Translating even a simple idea into code can be a hard problem, and ideas in game design are rarely simple. Games are crazy-complicated, non-linear things that change in time and have tons of inter-dependencies between parts. Making a change in one place may require making many other changes to seemingly unrelated functions.

Sometimes making a change is the only good move. In Crashlands, for example, during a design discussion I asked "Why not just get rid of the inventory system altogether?" We all agreed it was the right idea, but that little "just" turned into a couple weeks of development time, and the aftereffects of that change still show up in other Crashlands game systems every once in while (as bugs). Why? Because the inventory system is tethered to just about every other game system in some way, and things can fall through the cracks.

We only make changes when the awesomeness of the change clearly outweighs the amount of work involved to make it, and this is a rare thing (we throw out 90% of our own ideas!).

Coding for the average player

While we have great testers and do a ton of testing ourselves, once a game is released into the hands of a million players even the rarest of bugs will happen to SOMEONE. We know this, and so as developers we write our code while constantly thinking of all of the weird things that a player could ask the code to do. And we try to protect the game from the rare events (the "edge cases") so that even unlikely player behavior won't crash the game.

The problem is that edge cases are hard to predict, and they are usually complicated to code around, so that handling edge cases is WAY more work (and therefore way more development time) than handling the "average" case.

The same idea holds true for game features.

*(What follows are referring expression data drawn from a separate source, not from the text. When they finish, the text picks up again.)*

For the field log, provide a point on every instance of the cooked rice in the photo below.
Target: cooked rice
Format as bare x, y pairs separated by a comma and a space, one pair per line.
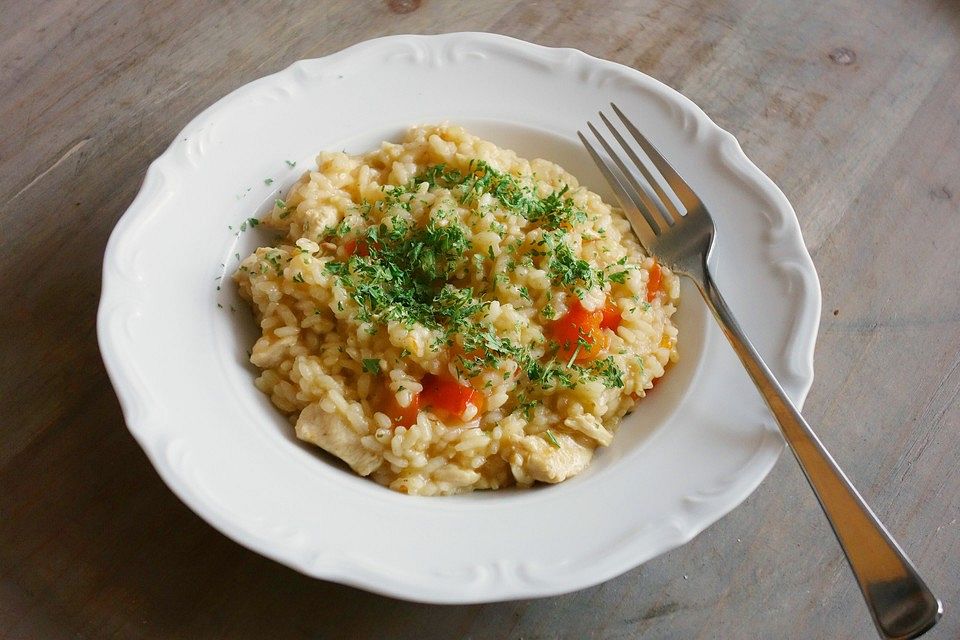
317, 347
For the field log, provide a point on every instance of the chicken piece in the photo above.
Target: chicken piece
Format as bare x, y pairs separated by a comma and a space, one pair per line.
590, 426
332, 433
544, 462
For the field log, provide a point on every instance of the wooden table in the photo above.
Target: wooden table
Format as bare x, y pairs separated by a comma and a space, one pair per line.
852, 107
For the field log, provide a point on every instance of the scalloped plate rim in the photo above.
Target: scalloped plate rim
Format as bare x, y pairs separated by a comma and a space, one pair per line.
359, 574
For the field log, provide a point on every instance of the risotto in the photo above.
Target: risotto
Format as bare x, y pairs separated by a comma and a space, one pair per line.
445, 316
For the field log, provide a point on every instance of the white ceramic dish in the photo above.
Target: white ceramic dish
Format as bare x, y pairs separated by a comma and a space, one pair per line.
694, 449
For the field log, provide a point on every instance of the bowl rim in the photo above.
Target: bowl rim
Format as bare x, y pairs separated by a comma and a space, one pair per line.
354, 571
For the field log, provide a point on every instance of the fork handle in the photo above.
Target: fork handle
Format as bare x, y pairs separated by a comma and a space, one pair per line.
901, 604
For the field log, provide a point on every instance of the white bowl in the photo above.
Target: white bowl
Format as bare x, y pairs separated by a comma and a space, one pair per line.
694, 449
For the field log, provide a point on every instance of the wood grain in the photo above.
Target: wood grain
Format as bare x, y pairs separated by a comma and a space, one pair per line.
853, 107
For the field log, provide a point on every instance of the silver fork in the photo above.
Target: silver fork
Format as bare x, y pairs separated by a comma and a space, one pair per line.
901, 604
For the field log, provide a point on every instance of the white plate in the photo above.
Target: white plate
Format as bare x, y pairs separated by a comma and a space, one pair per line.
695, 448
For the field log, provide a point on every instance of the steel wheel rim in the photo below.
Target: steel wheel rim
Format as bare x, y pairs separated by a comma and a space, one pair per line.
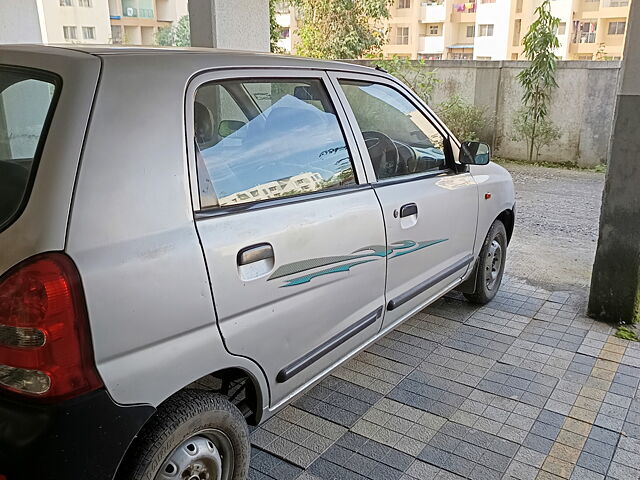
493, 265
206, 455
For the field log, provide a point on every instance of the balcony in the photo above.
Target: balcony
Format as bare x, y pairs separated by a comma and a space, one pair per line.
464, 12
432, 13
432, 44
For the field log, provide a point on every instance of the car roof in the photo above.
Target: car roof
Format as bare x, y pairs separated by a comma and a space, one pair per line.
217, 57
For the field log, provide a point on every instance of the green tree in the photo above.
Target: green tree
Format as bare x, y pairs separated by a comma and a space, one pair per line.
540, 133
178, 35
413, 73
464, 119
340, 28
538, 79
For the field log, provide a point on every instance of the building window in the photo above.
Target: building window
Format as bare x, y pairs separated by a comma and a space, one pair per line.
586, 32
485, 30
617, 28
89, 33
402, 36
116, 34
70, 33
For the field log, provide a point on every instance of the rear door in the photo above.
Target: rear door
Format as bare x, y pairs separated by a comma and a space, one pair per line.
292, 232
429, 205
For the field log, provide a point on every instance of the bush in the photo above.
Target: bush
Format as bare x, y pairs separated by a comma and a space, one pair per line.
413, 73
464, 119
523, 129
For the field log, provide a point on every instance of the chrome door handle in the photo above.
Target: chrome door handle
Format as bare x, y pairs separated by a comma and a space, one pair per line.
255, 253
408, 210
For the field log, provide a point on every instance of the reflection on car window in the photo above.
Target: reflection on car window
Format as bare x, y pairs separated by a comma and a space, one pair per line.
266, 139
399, 138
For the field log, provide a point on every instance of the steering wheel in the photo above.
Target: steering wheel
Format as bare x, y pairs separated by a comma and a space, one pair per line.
383, 153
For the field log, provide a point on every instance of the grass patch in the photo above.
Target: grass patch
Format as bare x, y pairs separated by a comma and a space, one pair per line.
627, 333
566, 166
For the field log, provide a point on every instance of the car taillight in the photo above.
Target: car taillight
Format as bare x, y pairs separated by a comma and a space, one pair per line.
45, 348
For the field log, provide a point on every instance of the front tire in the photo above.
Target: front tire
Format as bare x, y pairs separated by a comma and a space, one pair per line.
491, 264
194, 434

As game developers and designers, our goal is to create an amazing gameplay experience for our players. However, every player has his or her own ideas about what makes a game "amazing," and rarely will any two players agree. We deal with this by making games that the three of us love, and just figure that if we love them so will at least some other people.

It turns out that most suggestions are things we've already considered and discarded, and we simply discard them again. Others are things that indeed would make the game better, but very rarely will they make the game much better, and even more rarely yet will they make the game much better for most players.

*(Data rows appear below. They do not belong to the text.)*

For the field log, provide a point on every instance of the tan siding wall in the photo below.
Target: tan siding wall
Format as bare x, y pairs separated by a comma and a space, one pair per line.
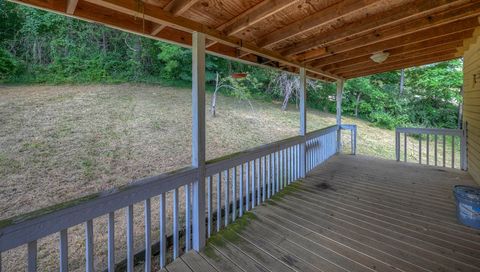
472, 106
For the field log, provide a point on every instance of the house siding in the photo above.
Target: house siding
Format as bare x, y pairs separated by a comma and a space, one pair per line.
471, 71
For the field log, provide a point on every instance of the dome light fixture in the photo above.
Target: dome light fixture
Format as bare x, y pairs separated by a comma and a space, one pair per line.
380, 57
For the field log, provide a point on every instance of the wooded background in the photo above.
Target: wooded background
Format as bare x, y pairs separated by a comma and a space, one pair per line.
37, 47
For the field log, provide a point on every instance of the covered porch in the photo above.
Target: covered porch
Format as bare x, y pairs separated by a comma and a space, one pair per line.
353, 213
297, 204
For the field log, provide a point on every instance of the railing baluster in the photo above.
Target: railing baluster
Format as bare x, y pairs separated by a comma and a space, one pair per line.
32, 256
247, 187
162, 230
227, 199
264, 189
253, 177
63, 250
175, 224
219, 201
269, 177
444, 153
188, 218
129, 219
234, 193
111, 241
89, 246
285, 168
209, 206
420, 148
258, 192
148, 243
453, 151
240, 191
428, 149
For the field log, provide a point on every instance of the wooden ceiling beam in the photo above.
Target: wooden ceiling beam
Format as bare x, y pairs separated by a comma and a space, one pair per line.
414, 47
370, 23
254, 15
399, 60
127, 16
444, 18
322, 17
439, 31
159, 16
383, 69
71, 6
176, 7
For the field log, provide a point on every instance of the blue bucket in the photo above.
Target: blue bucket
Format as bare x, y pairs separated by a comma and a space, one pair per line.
468, 205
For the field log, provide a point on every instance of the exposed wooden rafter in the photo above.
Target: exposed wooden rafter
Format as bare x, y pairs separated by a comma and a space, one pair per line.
439, 31
449, 41
398, 59
252, 16
418, 62
371, 22
446, 18
71, 6
176, 7
352, 30
324, 16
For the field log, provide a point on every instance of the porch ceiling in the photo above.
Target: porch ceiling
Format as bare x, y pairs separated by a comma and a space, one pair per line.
333, 39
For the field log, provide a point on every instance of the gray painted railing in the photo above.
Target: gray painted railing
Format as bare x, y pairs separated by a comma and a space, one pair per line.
435, 145
248, 179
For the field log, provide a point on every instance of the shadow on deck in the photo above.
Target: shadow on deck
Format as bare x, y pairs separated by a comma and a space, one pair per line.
353, 213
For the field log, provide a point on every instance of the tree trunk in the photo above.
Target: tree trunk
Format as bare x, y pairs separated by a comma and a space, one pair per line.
214, 96
460, 111
357, 103
402, 81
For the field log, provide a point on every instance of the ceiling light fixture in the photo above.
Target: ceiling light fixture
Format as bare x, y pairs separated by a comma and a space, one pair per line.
380, 57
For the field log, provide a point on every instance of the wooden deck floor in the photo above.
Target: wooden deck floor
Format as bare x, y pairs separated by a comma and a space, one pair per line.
353, 213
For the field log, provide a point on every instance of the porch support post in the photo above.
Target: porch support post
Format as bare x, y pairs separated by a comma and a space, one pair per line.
303, 122
198, 138
340, 84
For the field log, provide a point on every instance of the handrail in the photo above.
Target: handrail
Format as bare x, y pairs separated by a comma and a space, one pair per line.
32, 226
262, 172
444, 135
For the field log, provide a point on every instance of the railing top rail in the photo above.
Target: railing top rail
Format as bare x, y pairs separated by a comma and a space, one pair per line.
25, 228
437, 131
22, 229
221, 163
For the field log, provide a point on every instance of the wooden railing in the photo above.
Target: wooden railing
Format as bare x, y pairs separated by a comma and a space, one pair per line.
235, 184
432, 146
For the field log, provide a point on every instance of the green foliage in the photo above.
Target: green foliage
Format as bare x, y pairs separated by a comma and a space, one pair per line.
41, 47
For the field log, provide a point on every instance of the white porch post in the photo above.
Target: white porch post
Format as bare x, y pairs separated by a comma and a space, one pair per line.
339, 113
198, 138
303, 122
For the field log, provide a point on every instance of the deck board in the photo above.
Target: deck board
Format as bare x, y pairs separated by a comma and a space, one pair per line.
357, 213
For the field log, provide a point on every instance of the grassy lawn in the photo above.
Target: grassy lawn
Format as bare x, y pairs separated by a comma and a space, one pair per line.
62, 142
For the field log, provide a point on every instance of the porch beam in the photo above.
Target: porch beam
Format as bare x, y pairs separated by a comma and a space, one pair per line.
176, 7
437, 20
316, 20
198, 138
372, 22
159, 16
398, 60
71, 6
445, 41
382, 69
303, 121
340, 85
254, 15
439, 31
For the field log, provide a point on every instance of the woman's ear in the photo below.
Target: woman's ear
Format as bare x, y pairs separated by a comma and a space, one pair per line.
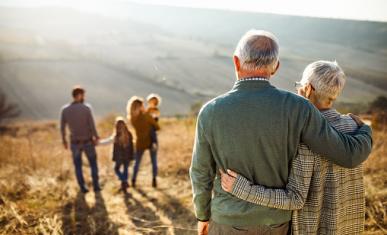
308, 91
275, 68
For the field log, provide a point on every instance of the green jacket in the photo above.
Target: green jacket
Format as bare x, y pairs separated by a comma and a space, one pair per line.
255, 129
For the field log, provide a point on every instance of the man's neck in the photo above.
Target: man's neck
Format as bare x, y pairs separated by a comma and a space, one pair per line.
255, 74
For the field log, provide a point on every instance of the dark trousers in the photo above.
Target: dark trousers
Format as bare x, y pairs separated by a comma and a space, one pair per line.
220, 229
139, 154
89, 149
154, 136
121, 174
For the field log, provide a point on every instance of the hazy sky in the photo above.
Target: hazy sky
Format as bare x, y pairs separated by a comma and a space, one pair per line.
375, 10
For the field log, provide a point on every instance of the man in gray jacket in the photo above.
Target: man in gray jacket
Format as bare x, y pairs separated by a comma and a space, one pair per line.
83, 136
256, 128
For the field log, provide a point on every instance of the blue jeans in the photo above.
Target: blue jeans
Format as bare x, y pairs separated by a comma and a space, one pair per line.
139, 154
91, 154
122, 175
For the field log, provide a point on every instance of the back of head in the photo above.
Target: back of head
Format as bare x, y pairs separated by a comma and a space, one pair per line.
134, 105
327, 78
155, 97
78, 93
257, 49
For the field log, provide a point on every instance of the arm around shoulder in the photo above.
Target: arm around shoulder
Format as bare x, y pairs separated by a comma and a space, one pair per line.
342, 149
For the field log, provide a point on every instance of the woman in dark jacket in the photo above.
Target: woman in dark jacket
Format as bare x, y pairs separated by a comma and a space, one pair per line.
123, 151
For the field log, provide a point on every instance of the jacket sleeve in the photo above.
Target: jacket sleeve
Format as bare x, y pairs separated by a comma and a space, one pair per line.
202, 173
293, 197
62, 125
153, 122
344, 150
92, 124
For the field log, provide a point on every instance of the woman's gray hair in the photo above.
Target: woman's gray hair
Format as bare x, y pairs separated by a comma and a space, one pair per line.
257, 49
326, 77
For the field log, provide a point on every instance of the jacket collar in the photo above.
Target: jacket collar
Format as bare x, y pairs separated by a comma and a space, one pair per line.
250, 84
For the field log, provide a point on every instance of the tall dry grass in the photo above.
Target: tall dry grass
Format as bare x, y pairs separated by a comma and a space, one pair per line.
38, 194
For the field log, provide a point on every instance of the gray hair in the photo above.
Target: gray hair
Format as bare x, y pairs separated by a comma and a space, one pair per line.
326, 77
257, 49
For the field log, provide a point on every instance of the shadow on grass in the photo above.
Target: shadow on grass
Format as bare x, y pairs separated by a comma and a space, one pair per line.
79, 218
145, 220
183, 219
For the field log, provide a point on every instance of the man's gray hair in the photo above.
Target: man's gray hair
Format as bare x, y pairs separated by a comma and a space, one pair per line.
257, 49
326, 77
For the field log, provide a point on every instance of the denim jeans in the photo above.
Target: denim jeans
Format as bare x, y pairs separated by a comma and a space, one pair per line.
139, 154
122, 175
89, 149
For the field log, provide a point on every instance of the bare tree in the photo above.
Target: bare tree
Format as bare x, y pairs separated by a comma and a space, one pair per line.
7, 110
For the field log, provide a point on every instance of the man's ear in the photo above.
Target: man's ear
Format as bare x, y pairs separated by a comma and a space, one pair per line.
276, 68
308, 91
237, 63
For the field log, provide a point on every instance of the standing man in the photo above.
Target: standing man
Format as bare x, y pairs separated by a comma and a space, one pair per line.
255, 130
83, 136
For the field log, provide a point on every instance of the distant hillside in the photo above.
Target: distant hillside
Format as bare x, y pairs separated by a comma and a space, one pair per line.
182, 54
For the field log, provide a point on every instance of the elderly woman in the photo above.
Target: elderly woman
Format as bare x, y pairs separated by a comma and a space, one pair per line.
143, 123
325, 198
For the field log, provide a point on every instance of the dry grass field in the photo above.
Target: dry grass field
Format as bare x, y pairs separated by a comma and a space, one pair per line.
38, 193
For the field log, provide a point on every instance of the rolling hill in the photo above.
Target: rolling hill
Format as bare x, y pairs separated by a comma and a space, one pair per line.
181, 53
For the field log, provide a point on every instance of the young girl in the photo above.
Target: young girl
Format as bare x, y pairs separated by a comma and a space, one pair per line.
143, 124
122, 141
154, 102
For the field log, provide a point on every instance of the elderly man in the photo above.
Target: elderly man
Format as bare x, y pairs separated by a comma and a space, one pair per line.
327, 199
256, 128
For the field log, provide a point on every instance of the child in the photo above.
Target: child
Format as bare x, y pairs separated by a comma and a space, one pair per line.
123, 150
154, 101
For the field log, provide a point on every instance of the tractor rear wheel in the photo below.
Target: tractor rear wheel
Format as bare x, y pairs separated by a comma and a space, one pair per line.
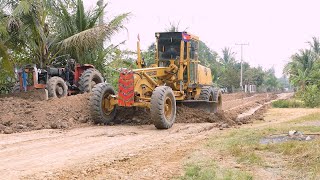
99, 103
208, 93
89, 79
16, 88
163, 107
57, 87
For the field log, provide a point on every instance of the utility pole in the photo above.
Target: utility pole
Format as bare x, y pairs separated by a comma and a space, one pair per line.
100, 4
241, 45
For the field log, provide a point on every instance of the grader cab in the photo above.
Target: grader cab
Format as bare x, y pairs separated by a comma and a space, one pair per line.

If a suggested change would indeed be a big improvement for many players, and looks like a doable amount of work, then we bring it against the final check.

Is this what we should be working on?

Games can ALWAYS be better. When we publish a game, we do so with full awareness of a jillion things that could have made that game a little better. There will always be rare bugs to work out, content to add, parameters to tweak. We could take any one of our games and iterate on it forever. And it is seductive for us as a studio to fall into that trap, because improving something that our players enjoy is immediately emotionally gratifying, and it's way easier than making a new game.

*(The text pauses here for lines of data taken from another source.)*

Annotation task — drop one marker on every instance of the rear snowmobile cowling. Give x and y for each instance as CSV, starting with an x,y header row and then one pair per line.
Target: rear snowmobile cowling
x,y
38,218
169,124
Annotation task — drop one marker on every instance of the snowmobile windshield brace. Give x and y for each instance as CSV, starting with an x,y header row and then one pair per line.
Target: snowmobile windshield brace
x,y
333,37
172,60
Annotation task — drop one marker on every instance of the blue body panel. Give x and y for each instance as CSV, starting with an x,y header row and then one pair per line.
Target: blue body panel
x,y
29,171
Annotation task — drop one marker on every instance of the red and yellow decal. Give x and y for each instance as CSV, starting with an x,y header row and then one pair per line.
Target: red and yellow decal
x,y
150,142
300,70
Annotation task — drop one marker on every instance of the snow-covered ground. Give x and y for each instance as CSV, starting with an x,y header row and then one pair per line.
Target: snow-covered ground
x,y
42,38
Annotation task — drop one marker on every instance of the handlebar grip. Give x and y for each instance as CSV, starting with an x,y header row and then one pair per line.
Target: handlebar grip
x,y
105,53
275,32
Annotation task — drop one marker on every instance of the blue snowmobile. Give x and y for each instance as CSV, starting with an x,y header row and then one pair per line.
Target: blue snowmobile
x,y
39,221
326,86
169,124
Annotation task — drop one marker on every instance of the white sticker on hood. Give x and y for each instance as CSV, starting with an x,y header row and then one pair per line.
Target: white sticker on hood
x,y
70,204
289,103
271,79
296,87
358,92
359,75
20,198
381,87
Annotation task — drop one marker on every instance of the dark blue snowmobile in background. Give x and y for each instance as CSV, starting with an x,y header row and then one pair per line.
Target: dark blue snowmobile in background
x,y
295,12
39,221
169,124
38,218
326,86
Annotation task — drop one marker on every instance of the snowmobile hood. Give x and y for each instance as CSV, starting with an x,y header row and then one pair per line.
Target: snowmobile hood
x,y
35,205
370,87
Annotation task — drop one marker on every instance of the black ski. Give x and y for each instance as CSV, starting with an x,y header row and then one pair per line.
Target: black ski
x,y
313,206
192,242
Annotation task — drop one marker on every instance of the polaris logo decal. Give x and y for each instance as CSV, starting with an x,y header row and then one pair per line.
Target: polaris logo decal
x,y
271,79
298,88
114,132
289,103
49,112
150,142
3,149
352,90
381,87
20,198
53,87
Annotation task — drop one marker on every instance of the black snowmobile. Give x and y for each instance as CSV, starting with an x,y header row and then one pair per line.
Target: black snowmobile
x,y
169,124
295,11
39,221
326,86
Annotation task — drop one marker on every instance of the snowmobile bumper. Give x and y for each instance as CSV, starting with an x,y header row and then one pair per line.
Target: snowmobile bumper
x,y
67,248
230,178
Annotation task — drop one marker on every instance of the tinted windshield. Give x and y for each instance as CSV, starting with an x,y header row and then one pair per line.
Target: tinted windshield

But here's the kicker: every moment spent iterating on one game is a moment taken away from developing the next one. For example, in the time we've spent patching Flop Rocket and our other old games, we could have made at least one entirely new game roughly the same size as Quadropus Rampage! That's one game that now will never exist!

And so we are constantly checking ourselves with the question: "Sure, thing X would make that old game better, but is it worth stopping/delaying development on the next game to change it?" Combine that with the simple point that updates to old games provide almost zero revenue when compared to launches of new games, and we have a strong incentive to always and only be developing the next game.

Our goal as a studio is to make games - not a singular ever-improving game (at least until we make an MMO. HEH!). By passing incoming suggestions through this gauntlet of questions:

  1. How much work does this take?
  2. Does this make the game much better for most people?
  3. How does this effect our other titles in development?
We're able to make informed decisions about where to spend our time and bring about an ever expanding, ever improving Butterscotchy universe.